The overall tone suggested the board are happy with the recruitment process and they’re content with how the additional funds generated by themselves and the DNA scheme are being spent.

It’s evident that McInnes like operating in the UK transfer market with “known” quantities who he’s personally scouted that will fit the existing wage structure. However, his track record even when dealing with such a small pool of players can still be considered poor.

The club has set itself the goal of increasing turnover from £15m to £20m in the next two years. I have serious reservations whether this will translate into a greater quality of player on the pitch if the management team continue to constrain themselves to such a limited group of potential recruits.

Cloudy with a Chance of Transparency

The launch of the strategy document and the holding of the Q&A session were lauded by the panel as the start of a new era of transparency; indicative of the club’s effort to dispel “fake news” in the age of social media.

It was disappointing then that the questions posed to the panel had to be submitted to Dave McDermid in advance and Dave then decided which questions would be asked. Both myself and my mate asked pointed but fair questions relating to recruitment and the role of fan groups like Dons Supporters Trust, and neither question was asked.

A commitment to being more open with the fans should be an absolute and answering difficult questions is vital to building trust. Having those questions screened by a guy who’s publicly called Aberdeen fans “clowns” in the past isn’t a good look.

Challenger Club?

One of the key points in the new strategy is the introduction of the “Challenger Club” branding, which isn’t nearly as wanky “blue sky thinking” as it sounds. Cut through the marketing waffle and being a Challenger Club simply means positioning ourselves as a club which tries to find more innovate ways of the bridging the resource gap that exists between us and the Glasgow clubs; both on and off the pitch.
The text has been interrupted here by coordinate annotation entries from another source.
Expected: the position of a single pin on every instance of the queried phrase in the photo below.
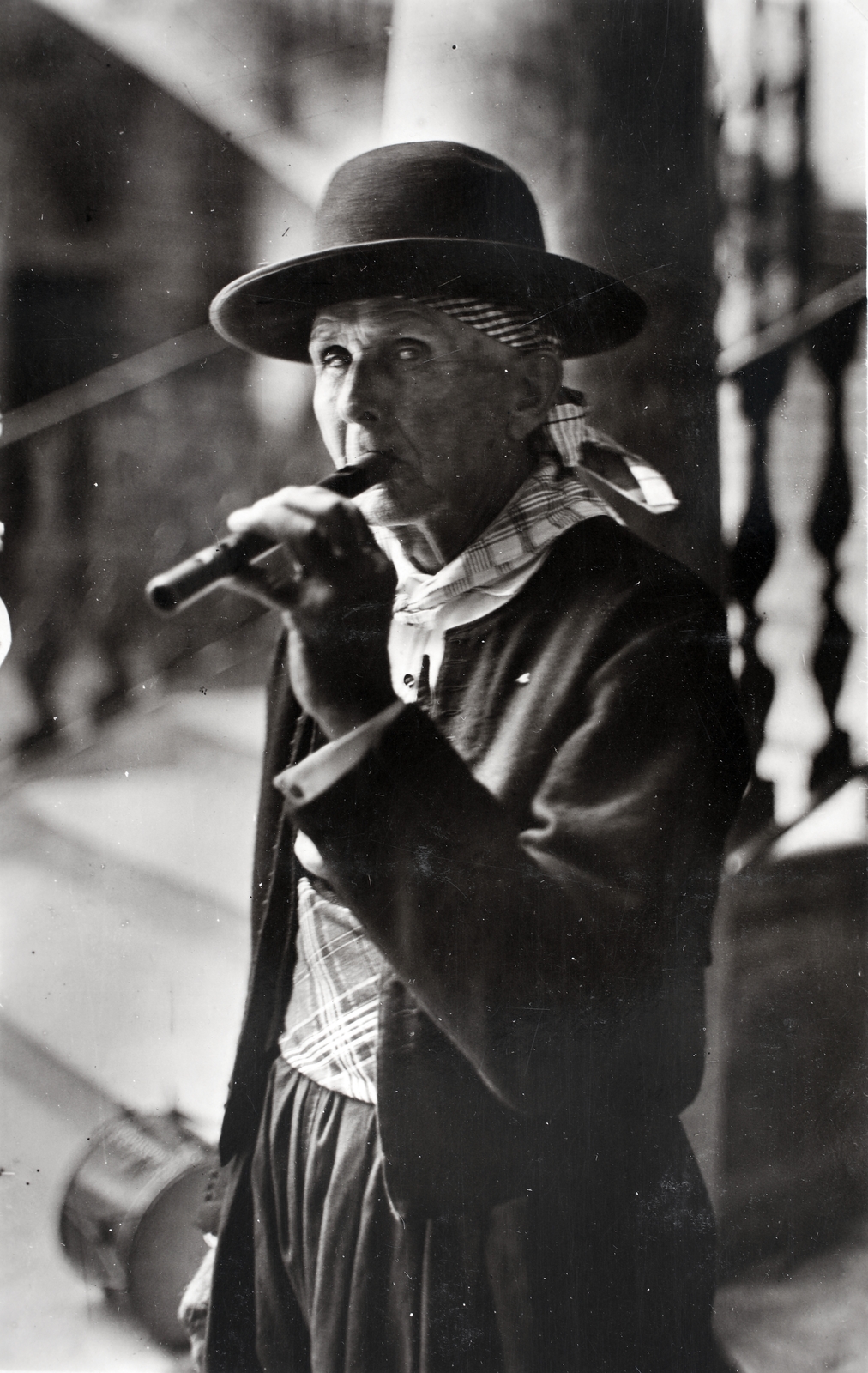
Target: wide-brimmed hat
(426, 220)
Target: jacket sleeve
(518, 940)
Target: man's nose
(361, 395)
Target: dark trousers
(537, 1285)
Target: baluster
(750, 563)
(833, 347)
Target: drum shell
(128, 1219)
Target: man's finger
(294, 514)
(269, 588)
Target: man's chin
(379, 507)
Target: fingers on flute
(308, 519)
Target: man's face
(434, 395)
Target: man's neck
(438, 539)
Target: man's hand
(335, 588)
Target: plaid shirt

While there’s clear evidence of the board thinking outside the box, it doesn’t appear this new brand has been passed on to the management team. The style of play and tactics employed in the past few seasons have been as reductive and uninspiring as anything served up by the succession of previous failed managers. McInnes’s win rate might continue to stack up well in comparison but nothing about the attritional style of those victories screams innovation or of finding new ways to mount a challenge.

The autonomy with which McInnes operates means it’s very unlikely that anyone in the boardroom will be having a word in his ear anytime soon to suggest there may be better, more attractive ways to win games. Ultimately, the boardroom vision may be stymied by the limitations of the manager.